You are viewing a plain text version of this content. The canonical link for it is here.
Posted to issues@arrow.apache.org by "Maarten Breddels (Jira)" <ji...@apache.org> on 2020/07/14 08:45:00 UTC
[jira] [Created] (ARROW-9458) [Python] Dataset singlethreaded only
Maarten Breddels created ARROW-9458:
---------------------------------------
Summary: [Python] Dataset singlethreaded only
Key: ARROW-9458
URL: https://issues.apache.org/jira/browse/ARROW-9458
Project: Apache Arrow
Issue Type: Bug
Components: Python
Reporter: Maarten Breddels
I'm not sure this is a misunderstanding, or a compilation issue (flags?) or an issue in the C++ layer.

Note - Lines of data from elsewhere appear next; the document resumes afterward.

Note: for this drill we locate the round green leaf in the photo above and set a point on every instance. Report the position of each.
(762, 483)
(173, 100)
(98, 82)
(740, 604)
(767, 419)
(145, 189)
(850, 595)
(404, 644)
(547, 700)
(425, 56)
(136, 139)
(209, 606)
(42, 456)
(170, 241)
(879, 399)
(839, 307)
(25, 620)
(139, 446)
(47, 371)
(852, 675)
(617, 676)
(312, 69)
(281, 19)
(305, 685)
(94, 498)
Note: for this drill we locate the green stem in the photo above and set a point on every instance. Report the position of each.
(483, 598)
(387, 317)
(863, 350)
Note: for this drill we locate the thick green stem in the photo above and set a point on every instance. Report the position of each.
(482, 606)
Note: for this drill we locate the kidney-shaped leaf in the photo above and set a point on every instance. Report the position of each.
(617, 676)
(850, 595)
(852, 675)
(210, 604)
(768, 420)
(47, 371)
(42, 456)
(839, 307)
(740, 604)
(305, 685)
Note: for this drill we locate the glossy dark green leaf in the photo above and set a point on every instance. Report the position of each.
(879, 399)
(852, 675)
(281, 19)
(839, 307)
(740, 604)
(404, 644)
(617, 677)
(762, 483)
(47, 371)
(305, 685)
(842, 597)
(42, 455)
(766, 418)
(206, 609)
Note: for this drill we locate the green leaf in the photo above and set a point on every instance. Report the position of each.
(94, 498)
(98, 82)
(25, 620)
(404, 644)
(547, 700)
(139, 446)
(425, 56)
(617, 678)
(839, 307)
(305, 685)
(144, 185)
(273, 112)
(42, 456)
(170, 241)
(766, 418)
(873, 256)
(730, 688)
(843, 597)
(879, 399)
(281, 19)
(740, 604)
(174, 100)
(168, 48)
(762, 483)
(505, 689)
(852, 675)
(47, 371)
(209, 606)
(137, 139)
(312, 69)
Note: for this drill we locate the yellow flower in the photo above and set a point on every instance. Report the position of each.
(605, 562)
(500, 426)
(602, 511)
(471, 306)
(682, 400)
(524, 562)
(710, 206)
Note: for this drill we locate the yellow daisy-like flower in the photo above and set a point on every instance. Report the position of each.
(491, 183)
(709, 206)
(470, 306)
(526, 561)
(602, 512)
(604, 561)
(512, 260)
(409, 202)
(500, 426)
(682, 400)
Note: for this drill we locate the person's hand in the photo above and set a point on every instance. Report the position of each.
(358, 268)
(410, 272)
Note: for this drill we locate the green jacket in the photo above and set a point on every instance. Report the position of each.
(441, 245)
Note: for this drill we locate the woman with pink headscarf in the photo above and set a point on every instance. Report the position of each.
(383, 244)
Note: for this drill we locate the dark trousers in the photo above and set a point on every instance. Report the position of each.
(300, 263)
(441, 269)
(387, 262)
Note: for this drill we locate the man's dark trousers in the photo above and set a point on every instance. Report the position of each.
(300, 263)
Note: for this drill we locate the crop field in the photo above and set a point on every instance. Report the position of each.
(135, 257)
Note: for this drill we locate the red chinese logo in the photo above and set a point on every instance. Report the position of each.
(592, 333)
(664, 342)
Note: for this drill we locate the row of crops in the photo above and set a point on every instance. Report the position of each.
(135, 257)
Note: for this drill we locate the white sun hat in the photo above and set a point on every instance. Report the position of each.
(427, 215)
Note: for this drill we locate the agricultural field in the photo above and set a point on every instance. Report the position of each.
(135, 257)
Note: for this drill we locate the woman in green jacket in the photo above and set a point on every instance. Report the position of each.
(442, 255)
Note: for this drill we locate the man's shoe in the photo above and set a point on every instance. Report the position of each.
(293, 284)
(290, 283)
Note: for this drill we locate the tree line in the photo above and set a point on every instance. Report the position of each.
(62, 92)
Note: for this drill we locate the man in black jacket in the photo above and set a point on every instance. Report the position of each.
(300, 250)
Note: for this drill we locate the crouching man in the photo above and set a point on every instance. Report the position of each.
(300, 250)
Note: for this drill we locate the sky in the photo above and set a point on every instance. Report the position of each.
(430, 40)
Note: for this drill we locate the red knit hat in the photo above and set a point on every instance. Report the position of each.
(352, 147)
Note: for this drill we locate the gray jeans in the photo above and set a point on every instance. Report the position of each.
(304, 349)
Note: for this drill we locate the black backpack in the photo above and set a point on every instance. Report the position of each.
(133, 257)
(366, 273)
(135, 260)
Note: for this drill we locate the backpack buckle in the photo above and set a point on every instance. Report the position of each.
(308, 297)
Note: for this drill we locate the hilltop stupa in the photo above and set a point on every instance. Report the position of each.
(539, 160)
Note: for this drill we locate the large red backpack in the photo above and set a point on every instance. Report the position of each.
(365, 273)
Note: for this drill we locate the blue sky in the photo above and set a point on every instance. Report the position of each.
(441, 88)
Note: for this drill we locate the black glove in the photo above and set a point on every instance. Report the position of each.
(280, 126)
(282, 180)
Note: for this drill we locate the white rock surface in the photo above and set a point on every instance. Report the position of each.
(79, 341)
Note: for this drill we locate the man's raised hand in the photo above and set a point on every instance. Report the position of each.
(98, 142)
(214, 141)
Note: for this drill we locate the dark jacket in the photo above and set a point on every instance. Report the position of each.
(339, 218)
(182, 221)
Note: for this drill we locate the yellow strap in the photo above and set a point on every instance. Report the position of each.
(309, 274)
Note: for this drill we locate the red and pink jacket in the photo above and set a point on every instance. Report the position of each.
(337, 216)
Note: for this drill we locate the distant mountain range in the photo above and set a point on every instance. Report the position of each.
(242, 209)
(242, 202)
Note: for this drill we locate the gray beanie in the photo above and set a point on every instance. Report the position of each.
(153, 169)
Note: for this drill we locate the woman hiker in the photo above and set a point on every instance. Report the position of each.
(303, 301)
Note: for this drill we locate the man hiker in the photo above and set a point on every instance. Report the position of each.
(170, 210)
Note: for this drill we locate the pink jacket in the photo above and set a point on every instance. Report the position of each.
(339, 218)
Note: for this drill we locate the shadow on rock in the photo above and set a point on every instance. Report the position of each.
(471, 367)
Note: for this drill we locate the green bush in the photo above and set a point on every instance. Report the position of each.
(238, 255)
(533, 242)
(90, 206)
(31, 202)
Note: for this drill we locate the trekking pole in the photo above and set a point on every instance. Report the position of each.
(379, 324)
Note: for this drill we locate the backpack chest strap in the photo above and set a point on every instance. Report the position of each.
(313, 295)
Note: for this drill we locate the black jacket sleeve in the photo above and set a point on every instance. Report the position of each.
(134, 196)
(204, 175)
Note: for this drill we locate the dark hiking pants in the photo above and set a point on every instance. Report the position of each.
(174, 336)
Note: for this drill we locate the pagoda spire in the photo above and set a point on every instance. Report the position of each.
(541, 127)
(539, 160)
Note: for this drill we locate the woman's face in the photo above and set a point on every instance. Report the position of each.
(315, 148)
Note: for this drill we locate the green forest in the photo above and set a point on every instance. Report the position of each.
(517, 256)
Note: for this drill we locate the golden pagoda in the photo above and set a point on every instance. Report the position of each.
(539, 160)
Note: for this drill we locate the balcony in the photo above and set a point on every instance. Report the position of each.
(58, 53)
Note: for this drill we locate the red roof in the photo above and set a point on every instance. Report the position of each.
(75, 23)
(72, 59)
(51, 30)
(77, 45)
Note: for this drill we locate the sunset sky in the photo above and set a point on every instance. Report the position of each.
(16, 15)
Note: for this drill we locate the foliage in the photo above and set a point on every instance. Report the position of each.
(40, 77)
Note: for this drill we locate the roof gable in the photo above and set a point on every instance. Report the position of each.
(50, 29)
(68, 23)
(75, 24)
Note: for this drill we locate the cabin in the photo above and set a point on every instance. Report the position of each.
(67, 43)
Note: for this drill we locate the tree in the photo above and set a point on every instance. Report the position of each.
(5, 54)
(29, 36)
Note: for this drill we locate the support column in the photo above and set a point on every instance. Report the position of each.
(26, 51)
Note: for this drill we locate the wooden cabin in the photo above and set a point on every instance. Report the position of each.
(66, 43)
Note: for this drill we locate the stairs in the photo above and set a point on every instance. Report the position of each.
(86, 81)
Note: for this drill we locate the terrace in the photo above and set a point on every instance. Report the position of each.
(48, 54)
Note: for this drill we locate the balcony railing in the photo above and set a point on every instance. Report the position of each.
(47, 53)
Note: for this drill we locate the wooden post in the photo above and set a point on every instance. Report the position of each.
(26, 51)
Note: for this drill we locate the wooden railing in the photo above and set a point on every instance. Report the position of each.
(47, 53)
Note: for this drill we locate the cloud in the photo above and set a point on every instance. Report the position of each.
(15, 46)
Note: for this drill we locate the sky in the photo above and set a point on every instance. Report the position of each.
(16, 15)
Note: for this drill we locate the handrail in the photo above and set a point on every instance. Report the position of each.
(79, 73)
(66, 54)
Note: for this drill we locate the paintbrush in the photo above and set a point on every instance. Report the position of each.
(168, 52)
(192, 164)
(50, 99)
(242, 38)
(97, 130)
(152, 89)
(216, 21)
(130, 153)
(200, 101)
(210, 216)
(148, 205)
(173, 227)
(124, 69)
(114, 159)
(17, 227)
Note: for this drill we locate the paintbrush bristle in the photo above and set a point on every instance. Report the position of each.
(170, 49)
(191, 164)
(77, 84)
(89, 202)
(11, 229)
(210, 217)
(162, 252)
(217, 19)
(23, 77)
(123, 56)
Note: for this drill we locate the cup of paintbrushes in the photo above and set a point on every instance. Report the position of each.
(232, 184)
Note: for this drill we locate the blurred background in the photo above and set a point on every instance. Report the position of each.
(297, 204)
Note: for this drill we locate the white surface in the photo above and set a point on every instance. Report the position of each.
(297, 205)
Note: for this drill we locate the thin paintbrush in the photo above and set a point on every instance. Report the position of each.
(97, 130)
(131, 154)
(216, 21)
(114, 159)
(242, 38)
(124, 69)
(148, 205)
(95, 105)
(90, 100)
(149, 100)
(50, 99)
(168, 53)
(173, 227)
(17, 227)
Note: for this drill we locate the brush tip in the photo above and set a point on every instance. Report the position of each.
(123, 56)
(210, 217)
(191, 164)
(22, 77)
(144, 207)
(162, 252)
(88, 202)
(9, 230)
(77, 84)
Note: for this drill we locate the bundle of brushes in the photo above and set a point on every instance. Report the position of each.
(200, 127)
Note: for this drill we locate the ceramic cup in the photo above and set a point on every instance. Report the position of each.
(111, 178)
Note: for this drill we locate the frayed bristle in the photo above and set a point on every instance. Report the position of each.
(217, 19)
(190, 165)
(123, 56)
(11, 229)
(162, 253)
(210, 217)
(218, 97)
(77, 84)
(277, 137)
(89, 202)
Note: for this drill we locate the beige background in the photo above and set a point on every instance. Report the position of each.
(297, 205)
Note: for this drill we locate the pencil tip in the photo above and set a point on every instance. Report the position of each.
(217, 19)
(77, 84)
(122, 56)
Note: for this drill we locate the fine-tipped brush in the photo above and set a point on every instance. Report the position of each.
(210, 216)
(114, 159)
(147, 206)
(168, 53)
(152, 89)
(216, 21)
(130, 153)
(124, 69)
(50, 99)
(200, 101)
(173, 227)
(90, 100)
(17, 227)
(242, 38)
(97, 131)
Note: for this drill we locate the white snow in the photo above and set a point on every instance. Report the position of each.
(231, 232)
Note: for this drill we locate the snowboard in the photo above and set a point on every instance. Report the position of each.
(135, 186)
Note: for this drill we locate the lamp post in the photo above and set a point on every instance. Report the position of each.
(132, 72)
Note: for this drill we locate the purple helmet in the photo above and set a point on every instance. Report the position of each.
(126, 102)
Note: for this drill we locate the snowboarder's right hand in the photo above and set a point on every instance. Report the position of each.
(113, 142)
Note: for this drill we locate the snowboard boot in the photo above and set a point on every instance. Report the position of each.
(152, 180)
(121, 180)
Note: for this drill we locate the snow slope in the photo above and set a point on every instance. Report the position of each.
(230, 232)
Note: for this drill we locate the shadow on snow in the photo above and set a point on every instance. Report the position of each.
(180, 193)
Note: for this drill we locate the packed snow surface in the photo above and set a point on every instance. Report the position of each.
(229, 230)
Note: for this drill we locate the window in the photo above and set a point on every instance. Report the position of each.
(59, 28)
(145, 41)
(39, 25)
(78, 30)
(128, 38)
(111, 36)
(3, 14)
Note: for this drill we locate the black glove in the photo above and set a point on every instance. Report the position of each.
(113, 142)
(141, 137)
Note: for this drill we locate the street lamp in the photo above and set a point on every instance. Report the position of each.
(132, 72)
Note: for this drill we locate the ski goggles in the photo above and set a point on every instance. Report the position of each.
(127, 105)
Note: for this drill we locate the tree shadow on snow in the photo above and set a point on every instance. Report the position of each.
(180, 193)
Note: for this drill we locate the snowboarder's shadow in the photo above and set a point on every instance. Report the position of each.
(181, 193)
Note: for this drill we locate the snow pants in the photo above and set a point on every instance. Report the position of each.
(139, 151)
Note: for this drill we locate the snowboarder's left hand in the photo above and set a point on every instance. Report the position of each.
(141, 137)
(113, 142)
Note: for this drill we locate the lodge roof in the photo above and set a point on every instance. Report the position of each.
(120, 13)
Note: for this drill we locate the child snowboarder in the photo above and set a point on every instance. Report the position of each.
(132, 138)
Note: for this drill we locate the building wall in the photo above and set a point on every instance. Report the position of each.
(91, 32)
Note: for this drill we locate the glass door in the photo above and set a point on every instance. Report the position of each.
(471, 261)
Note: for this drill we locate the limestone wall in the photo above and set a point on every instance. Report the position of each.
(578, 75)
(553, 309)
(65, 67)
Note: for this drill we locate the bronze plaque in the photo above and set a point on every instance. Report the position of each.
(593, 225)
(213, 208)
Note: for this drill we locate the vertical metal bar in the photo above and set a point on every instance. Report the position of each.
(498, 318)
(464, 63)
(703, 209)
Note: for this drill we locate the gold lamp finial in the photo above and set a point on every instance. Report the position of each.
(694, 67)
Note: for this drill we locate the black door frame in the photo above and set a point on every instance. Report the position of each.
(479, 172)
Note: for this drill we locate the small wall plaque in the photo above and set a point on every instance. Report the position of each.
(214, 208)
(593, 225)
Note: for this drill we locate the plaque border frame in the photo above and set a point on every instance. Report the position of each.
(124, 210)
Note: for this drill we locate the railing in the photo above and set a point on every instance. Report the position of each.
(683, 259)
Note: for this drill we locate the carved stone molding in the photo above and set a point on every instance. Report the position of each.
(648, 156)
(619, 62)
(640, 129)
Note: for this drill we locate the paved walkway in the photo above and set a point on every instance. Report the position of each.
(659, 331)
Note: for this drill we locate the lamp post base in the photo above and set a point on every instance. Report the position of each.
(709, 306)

I have 1000 parquet files with a total of 1 billion rows (1 million rows each file, ~20 columns). I wanted to see if I could go through all rows 1 of 2 columns efficiently (vaex use case).
{code:java}
import pyarrow.parquet
import pyarrow as pa
import pyarrow.dataset as ds
import glob
ds = pa.dataset.dataset(glob.glob('/data/taxi_parquet/data_*.parquet'))
scanned = 0
for scan_task in ds.scan(batch_size=1_000_000, columns=['passenger_count'], use_threads=True):
for record_batch in scan_task.execute():
scanned += record_batch.num_rows
scanned
{code}
This only seems to use 1 cpu.
Using a threadpool from Python:
{code:java}
# %%timeit
import concurrent.futures
pool = concurrent.futures.ThreadPoolExecutor()
ds = pa.dataset.dataset(glob.glob('/data/taxi_parquet/data_*.parquet'))
def process(scan_task):
scan_count = 0
for record_batch in scan_task.execute():
scan_count += len(record_batch)
return scan_count
sum(pool.map(process, ds.scan(batch_size=1_000_000, columns=['passenger_count'], use_threads=False)))
{code}
Gives me a similar performance, again, only 100% cpu usage (=1 core/cpu).
py-spy (profiler for Python) shows no GIL, so this might be something at the C++ layer.
Am I 'holding it wrong' or could this be a bug? Note that IO speed is not a problem on this system (it actually all comes from OS cache, no disk read observed)
--
This message was sent by Atlassian Jira
(v8.3.4#803005)